A verdade agora se enraíza na autossuficiência do ego cogito
cogitatum, o sujeito cognoscente. Assim, a verdade das proposições
não está nas próprias proposições, mas precisa de um fundamento
anterior, um ponto de partida metodológico da verdade proposicional:
a subjetividade egoica. A razão é, portanto, colocada no centro da
validação da verdade. O pensar sobre si mesmo dessa moderna
concepção de conhecimento traz consigo um primado que colabora
com a noção de vontade: “antes de querer qualquer coisa, a
subjetividade egoica do homem plenamente racional precisa
antes querer a si mesma como o princípio de toda e qualquer
relação veritativa com os entes” (p. 217, grifos meus). De tal modo, a
VONTADE DE PODER é “a consumação da subjetividade moderna”
(p. 217).
A razão assegura a certeza, para si, no período moderno: “a
subjetividade moderna se [vê] obrigada a querer a si mesma
enquanto sede de toda e qualquer determinação do que é e pode ser”

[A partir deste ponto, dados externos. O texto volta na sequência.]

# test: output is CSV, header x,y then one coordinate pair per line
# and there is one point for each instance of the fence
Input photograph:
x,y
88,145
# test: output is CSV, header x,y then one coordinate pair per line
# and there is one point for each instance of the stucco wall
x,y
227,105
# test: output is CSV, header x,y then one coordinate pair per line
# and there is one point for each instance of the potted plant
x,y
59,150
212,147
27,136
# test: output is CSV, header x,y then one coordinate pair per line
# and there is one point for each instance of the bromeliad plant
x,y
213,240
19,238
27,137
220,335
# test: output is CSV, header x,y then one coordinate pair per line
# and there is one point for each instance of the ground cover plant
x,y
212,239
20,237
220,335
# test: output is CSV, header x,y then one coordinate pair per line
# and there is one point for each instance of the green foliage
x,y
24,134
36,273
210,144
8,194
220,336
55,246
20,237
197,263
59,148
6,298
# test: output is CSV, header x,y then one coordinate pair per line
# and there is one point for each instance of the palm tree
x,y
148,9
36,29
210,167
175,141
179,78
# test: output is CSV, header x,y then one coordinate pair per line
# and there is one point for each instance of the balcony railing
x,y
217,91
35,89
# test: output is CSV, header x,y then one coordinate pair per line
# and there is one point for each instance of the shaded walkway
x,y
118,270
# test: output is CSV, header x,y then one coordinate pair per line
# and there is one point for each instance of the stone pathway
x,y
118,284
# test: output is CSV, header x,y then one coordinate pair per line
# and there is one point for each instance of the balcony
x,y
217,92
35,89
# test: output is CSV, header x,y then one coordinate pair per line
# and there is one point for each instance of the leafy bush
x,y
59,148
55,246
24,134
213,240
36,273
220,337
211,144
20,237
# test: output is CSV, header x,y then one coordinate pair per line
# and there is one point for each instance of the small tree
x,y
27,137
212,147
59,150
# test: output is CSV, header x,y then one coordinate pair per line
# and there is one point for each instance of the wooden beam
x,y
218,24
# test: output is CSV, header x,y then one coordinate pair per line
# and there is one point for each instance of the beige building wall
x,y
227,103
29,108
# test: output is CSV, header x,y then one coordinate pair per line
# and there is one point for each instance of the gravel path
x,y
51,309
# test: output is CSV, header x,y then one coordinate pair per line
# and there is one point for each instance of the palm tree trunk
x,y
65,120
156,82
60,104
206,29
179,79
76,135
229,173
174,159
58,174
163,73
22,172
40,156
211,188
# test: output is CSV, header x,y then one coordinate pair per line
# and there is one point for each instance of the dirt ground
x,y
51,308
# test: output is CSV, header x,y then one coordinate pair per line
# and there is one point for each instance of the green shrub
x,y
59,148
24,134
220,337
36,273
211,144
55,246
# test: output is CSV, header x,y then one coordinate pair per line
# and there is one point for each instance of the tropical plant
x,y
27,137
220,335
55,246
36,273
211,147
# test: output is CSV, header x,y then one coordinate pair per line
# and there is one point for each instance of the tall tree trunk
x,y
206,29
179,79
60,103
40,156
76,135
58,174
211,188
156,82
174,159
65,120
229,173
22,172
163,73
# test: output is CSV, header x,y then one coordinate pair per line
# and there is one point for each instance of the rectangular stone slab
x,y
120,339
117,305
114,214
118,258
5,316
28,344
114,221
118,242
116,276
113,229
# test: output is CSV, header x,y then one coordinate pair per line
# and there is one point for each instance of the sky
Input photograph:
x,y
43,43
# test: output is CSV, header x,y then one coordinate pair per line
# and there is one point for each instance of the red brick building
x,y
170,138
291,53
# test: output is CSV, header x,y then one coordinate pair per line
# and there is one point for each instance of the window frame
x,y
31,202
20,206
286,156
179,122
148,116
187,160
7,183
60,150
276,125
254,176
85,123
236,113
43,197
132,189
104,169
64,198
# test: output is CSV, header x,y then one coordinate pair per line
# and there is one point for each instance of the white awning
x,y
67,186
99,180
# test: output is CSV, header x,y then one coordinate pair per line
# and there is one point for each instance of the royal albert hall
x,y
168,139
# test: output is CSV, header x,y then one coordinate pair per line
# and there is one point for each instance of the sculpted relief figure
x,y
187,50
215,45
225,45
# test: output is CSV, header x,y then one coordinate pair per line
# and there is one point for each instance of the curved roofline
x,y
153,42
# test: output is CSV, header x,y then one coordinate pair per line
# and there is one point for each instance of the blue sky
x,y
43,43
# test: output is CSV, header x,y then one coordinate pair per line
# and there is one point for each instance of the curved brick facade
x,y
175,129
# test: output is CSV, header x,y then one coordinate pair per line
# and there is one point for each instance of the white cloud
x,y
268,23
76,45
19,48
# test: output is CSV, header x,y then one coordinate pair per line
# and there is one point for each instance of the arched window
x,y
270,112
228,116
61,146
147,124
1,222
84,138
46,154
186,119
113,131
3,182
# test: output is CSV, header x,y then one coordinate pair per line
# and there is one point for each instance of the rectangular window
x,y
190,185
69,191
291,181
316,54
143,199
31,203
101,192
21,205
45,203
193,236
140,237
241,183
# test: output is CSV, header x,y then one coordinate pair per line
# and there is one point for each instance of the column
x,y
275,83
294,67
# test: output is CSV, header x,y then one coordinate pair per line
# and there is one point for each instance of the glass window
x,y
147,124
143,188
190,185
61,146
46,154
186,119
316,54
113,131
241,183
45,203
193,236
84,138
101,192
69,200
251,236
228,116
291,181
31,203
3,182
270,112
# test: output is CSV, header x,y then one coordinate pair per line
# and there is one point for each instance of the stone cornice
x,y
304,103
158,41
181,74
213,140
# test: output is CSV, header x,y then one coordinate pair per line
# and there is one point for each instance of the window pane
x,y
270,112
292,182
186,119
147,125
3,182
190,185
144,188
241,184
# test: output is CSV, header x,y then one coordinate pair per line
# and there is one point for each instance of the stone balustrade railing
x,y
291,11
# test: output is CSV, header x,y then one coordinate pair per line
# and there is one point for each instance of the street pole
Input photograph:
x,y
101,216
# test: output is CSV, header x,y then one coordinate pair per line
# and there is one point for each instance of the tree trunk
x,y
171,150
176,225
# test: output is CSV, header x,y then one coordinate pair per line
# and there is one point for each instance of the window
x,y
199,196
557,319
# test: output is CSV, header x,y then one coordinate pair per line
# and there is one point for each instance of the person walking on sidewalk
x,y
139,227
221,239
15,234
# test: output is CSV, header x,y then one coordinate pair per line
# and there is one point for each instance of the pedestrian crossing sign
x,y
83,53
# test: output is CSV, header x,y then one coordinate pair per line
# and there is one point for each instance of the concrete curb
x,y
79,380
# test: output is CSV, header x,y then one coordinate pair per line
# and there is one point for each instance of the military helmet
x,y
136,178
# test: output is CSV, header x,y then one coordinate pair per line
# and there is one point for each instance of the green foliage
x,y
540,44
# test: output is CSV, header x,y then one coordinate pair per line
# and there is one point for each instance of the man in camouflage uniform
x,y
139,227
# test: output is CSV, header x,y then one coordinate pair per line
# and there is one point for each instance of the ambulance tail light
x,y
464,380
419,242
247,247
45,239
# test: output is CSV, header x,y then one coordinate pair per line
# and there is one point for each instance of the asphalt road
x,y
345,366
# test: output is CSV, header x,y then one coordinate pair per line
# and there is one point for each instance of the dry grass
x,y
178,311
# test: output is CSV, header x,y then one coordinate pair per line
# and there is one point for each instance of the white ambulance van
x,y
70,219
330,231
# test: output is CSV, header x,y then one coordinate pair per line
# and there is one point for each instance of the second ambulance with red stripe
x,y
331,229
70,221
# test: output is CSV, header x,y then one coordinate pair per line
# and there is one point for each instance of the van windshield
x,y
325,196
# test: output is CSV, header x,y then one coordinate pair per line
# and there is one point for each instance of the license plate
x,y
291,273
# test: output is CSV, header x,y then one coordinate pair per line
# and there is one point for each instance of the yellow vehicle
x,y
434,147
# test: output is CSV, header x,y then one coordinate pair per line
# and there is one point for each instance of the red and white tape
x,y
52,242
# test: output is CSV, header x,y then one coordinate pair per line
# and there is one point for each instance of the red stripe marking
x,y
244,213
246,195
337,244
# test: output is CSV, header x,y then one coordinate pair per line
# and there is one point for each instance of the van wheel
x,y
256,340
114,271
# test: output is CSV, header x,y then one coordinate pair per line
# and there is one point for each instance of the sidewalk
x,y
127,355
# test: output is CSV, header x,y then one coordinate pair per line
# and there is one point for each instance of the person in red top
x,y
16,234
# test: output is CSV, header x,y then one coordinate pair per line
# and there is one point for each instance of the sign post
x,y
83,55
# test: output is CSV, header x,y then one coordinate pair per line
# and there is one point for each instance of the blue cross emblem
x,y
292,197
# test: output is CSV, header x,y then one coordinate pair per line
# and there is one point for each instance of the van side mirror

(p. 218), algo que está presente desde a fórmula cartesiana básica
(Cogito, ergo sum), passa por Kant e Hegel e chega a Nietzsche, em
sua noção de vontade de poder. Neste sentido, a razão, ao querer a
si mesma, é a própria medida da verdade.
A vontade de poder nietzscheana está ligada ainda à
subjetividade moderna, porque, apesar da extrapolação e
suprassunção da vontade, ela deve querer a si mesma; além disso,
ela é a condição de tudo o que pode ser. O sujeito, porém, está
deslocado: “todo sujeito é já resultado de um processo de síntese de
uma pluralidade de elementos que sempre interferem de alguma
maneira no modo de configuração do todo e que se encontram sob o
domínio de uma perspectiva determinada pelo poder de impor a sua
perspectiva aos outros elementos constitutivos de sua malha
complexa e de resistir ao poder desses outros elementos de impingir
a sua perspectiva” (p. 219). E, assim, tudo se configura como vontade
de poder: a queda e o fulgor das coisas; os valores “vem-a-ser” o que
são, sob o mando da própria vontade de poder. O ser passa a estar
também sob o mando dessa vontade.
A subjetividade egoica é transformada na subjetividade
incondicionada – sua autorreflexão, i.e., vontade de vontade ou o
querer a si mesma – o que autonomiza as próprias configurações de
construções ônticas – e sua repetição.
Com a repetição automática da vontade de poder e o seu
fundamento para o exterior, a vontade perde o contato com o
consequente de sua produção e, então, torna-se VONTADE DE
VONTADE. Daí parte Heidegger para a maquinação, a funcionalidade
e a composição.
Ποίησις: Pro-dução. Fazer. Trazer algo do não-ser ao ser.
Τέχνη: Saber fazer que acompanha o fazer (poíesis).
PRODUÇÃO TÉCNICA
• Produção consistente do ente, em que, no fim, ele aparece
como é.
• O ente precisa ser interpretado para poder ser produzido.
• A interpretação do ente cria a base necessária para o
comportamento produtivo do homem.
• A interpretação interpela o início da filosofia dos gregos,
porque é aí que se funda a metafísica da presença: “ser do
ente como presentidade do que se presenta” (Heidegger apud
p. 223).
• O comportamento técnico-produtivo, como um projeto de
mundo, torna-se, a partir de Platão, normativo no cerne da
história da metafísica.
• O ente em sua totalidade a partir da compreensão técnica
desdobra-se na dinâmica da produção.